這位青年,曾希望古書幫他刮鬍子,而那時,古書當然是嫌麻煩,就喊骷髏拿著刀,讓他躺平了亮出腦袋給它弄。逃掉之後,路奕就每天都自己修臉。
換言之——這種無聊的細節,古書平常是不會去在意的。
但眼前早已經看熟的青年,那張臉上,卻浮現了一種深陷困惑之中的模樣。
看起來,他碰見了某個難題,有一股子矛盾的感覺。
矛盾——悖論?對,有這種感覺!
他們在討論著如何對付無名氏的期間,古書一直在試圖抓住那關鍵、使它心裡很不舒服的地方。
這種無形無態的矛盾,就像一個憋了回去,就再打不出的噴嚏,讓古書覺得渾身都不太舒服。

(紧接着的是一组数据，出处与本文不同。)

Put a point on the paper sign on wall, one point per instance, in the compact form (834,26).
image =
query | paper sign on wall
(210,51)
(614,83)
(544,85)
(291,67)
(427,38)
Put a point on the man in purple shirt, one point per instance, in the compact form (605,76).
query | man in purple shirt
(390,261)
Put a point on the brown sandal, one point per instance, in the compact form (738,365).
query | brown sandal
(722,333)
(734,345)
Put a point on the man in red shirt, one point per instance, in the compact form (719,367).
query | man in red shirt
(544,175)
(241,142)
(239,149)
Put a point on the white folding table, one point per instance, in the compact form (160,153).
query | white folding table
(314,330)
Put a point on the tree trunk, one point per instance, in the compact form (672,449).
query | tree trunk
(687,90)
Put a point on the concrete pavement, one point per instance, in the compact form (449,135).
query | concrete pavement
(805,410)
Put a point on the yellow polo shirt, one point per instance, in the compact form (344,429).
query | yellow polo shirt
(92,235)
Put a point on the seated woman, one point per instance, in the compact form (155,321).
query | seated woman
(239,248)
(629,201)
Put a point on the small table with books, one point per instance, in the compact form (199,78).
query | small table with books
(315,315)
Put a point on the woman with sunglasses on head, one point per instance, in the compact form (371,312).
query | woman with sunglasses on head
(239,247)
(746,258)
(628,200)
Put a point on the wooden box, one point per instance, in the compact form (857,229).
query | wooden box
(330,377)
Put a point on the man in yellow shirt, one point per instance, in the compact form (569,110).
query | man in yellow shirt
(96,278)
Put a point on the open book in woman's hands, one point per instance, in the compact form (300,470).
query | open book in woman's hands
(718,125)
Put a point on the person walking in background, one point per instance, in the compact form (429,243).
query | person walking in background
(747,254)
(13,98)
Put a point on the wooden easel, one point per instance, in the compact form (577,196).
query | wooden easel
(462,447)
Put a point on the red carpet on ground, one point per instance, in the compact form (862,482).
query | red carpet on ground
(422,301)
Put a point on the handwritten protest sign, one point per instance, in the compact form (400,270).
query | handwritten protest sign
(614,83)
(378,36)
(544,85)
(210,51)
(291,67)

又像是一隻半夜爬進耳朵裡探險的蜘蛛,長滿毛的幾根腳走來走去,又癢又響。
“我們之前的討論前提……”路奕抓了抓頭髮,“是悖論的持有者,嫁禍給了一個誰……嫁禍給了……無名氏?而我們覺得,無名氏就是悖論的持有者?這怎麼……”
路奕焦慮的自言自語,像自天穹而來的雷電轟擊著古書。
它從封面到結尾的最後一行詩,全被刺得清醒。
“是不對勁。”古書斬釘截鐵地說。
之前,白柃氣勢洶洶指責兇手是無名氏,而古書為無名氏作證清白的時候,路奕也在啊!他當時肯定也觀察到了那種名為“矛盾”的力量,究竟在如何折磨著白柃。
既認可了無名氏是清白的,卻又依舊指責敵人就是無名氏。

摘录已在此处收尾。